Bella Ramsey, Tamara Lawrance and Jodie Whittaker
Bella Ramsey, Tamara Lawrance and Jodie Whittaker - Sally Mais/BBC

Fate has the velocity of a guillotine in the dramas of Jimmy McGovern, who is back inside with a second series of Time (BBC One). In the first scene a single mother hurries three children off to school. Next she’s in a prison van with a drug smuggler and a murderer. So that’s why she was smartly dressed: she was due in court. Her crime? “Fiddling the leccy.”

The blueprint for this three-part, boxsetted wringer is just like the last Time, when Sean Bean did a stretch for killing a man while drunk at the wheel: rage, shame, violence, horrendous tension and the high emotionalism that is a McGovern trademark.

The new theme is motherhood. Of the three women soon sharing a cell, Orla (Jodie Whittaker) is trying to stop her kids being taken into care, Kelsey (Bella Ramsey) is a scowling teenage druggie who discovers that she’s pregnant and Abi (Tamara Lawrance) is guilty, it’s soon revealed, of the ultimate crime.

Failed by their own mothers, they find another mother figure in the nick. Marie-Louise, a nun played with a sad saintly twinkle by Siobhan Finneran, was seen last series working in the men’s prison. “But nine of 10 men won’t talk,” she explains. “Nine out of 10 women won’t shut up so I thought I’d have a bit of that.”
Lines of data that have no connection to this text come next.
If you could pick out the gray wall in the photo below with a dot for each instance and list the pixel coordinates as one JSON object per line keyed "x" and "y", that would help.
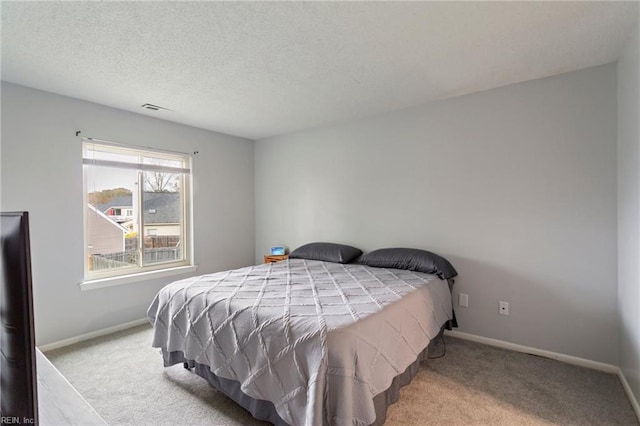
{"x": 629, "y": 210}
{"x": 42, "y": 173}
{"x": 516, "y": 186}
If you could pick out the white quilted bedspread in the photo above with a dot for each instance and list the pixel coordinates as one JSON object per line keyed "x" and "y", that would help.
{"x": 317, "y": 339}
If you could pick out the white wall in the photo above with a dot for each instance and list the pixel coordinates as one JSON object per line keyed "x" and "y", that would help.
{"x": 42, "y": 173}
{"x": 629, "y": 210}
{"x": 516, "y": 186}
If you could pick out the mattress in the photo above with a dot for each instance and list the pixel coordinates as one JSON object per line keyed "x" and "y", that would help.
{"x": 318, "y": 340}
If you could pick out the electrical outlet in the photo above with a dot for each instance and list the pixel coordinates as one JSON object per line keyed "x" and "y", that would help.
{"x": 463, "y": 300}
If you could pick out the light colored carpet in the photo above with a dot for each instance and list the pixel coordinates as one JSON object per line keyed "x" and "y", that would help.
{"x": 474, "y": 384}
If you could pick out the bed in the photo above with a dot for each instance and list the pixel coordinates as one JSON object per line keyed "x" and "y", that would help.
{"x": 309, "y": 340}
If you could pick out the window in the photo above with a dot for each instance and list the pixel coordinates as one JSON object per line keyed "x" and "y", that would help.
{"x": 137, "y": 207}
Kelsey, high on crack, shuts up the least. Abi, deeply traumatised, has the opposite pathology. Orla’s maternal instincts make her desperate. “Don’t take this the wrong way,” she tells the others, “but I hope I never see you again. Either of yer.” It takes a while for that wish to come true.
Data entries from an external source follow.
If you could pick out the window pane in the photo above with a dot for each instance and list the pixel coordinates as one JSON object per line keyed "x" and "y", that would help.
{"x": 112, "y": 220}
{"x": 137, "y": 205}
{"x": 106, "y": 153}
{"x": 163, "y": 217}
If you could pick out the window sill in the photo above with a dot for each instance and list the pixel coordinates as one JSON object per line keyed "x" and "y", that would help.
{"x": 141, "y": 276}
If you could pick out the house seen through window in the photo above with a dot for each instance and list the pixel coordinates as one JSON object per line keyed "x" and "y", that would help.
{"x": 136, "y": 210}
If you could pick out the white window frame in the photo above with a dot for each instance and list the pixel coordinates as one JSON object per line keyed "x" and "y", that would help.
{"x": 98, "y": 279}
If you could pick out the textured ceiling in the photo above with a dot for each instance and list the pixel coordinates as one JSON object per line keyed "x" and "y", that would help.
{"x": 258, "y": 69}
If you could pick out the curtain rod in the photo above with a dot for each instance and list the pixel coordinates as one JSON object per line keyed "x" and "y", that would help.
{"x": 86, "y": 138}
It’s wonderfully cast. Ramsey (The Last of Us, Game of Thrones) and Whittaker (Doctor Who) relish shucking off the roles they are best known for. Lawrance, with the grimmest storyline, brings tinges of Greek tragedy. The men are well sketched but peripheral to the least male drama McGovern has ever written.

It’s also thrillingly paced. Perhaps too thrillingly. One of the wonders of the first series was Bean’s lonely stillness. Three leads means three narratives. They say prison is boring. Not when it kicks off like this.

“Do you like your job?” Kelsey’s boyfriend asks a kindly prison guard, who nods. “I’d sooner eat s--t!” Hold that image. One inmate, relentlessly punished by other women, finds herself doing just that. Prisoner: Cell Block H this is not. It’s Jimmy McGovern, which means lashings of Catholicism, a spot of leftie ranting and, praise be, a great gratifying dollop of redemption to finish.